The report further said, “It is experienced in the last two years that various instructions/guidelines given in government circulars pertaining to water audit are seldom followed in practice. As a result, irrigation performance is not satisfactory in a majority of the projects.”

Further, water use data is incorrect because it is not actually measured. Rampant use of unrevised capacity tables adds to the confusion. “The virtual absence of functional water measuring devices in case of flow irrigation and water meters in case of lift irrigation and non-irrigation are the main bottleneck,” Purandare’s letter said.

Shockingly, “unauthorised water use for both irrigation and non-irrigation” has not been reported by the audit. “Does it mean there was no unauthorised use?
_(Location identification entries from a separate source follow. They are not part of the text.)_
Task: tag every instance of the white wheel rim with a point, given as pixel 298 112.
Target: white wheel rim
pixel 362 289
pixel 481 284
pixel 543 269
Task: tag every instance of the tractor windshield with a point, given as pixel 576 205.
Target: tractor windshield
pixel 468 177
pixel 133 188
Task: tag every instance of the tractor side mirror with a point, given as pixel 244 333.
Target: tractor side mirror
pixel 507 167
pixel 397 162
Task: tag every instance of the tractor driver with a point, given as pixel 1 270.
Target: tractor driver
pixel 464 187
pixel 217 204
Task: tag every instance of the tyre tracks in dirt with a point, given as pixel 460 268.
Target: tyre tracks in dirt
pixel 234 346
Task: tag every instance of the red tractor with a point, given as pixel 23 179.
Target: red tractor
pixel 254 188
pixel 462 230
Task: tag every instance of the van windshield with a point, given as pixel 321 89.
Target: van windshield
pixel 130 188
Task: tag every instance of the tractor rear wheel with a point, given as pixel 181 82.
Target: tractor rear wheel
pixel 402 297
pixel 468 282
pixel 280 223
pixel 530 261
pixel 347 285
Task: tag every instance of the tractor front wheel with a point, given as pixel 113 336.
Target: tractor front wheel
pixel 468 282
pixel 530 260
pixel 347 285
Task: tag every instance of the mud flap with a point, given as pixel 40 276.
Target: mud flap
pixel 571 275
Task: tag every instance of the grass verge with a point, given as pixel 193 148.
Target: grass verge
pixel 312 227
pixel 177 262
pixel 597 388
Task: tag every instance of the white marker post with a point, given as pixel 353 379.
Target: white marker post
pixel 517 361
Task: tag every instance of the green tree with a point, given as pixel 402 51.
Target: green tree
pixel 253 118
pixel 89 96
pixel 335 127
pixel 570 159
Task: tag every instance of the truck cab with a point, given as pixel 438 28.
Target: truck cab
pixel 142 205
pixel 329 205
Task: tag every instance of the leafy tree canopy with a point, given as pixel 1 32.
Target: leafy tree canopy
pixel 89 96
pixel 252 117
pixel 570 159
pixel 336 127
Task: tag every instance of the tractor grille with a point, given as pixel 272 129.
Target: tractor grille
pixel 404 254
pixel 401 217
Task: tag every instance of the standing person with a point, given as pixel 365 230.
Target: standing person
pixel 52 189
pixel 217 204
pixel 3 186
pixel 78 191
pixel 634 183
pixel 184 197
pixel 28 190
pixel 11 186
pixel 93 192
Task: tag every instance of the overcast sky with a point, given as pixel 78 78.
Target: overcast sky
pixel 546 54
Were there no ‘panchnamas’ and no penal charges? Why deny theft of water when it is so rampant and visible?” said the activist Kshirsagar.

ME Sheikh, chief engineer in the irrigation department (water management), admitted that resources had been mismanaged but excused himself, saying, “I have joined this department four months ago, so I will need to get more details.”

The chief engineer of the MWRDC submitted a report to the water resources secretary in 2006, which has thus far been ignored by the government.
1) PIP not prepared on time and duly approved by the competent authority

2) Canal advisory committee meetings do not take place sufficiently before the beginning of the irrigation season

3) No notification is published with details (like number of planned rotations, their dates and periods, and crops to be taken) before the season

4) Irrigation scheduling is not done on the basis of compiled water demand and water distribution programmes

5) Statistics regarding section-wise/subdivision-wise water used and area irrigated is not submitted after every rotation. Hence, monitoring/review is not done during and after every rotation by the executive engineer/superintending engineer. This leads to excess use of water, affecting irrigation efficiency

6) In many irrigation projects there is hardly any measurement of area irrigated. If at all measurement is carried out, senior field officers don’t exercise any check on such measurement. That leads to discrepancy between actual area irrigated and its recorded measurement. Area recorded is always less than the actual

7) The water resources department has prescribed season-wise dates for finalisation of assessment of water charges. But in many projects, assessment papers are not prepared on time and water bills are not issued to irrigators. That affects recovery of water charges. As a result, appropriate performance evaluation does not take place.

8) To arrive at figures of crop-yield per hectare, crop-cutting experiments are supposed to be carried out in the command areas. But in the absence of such experiments objective performance evaluation of irrigation projects is not done.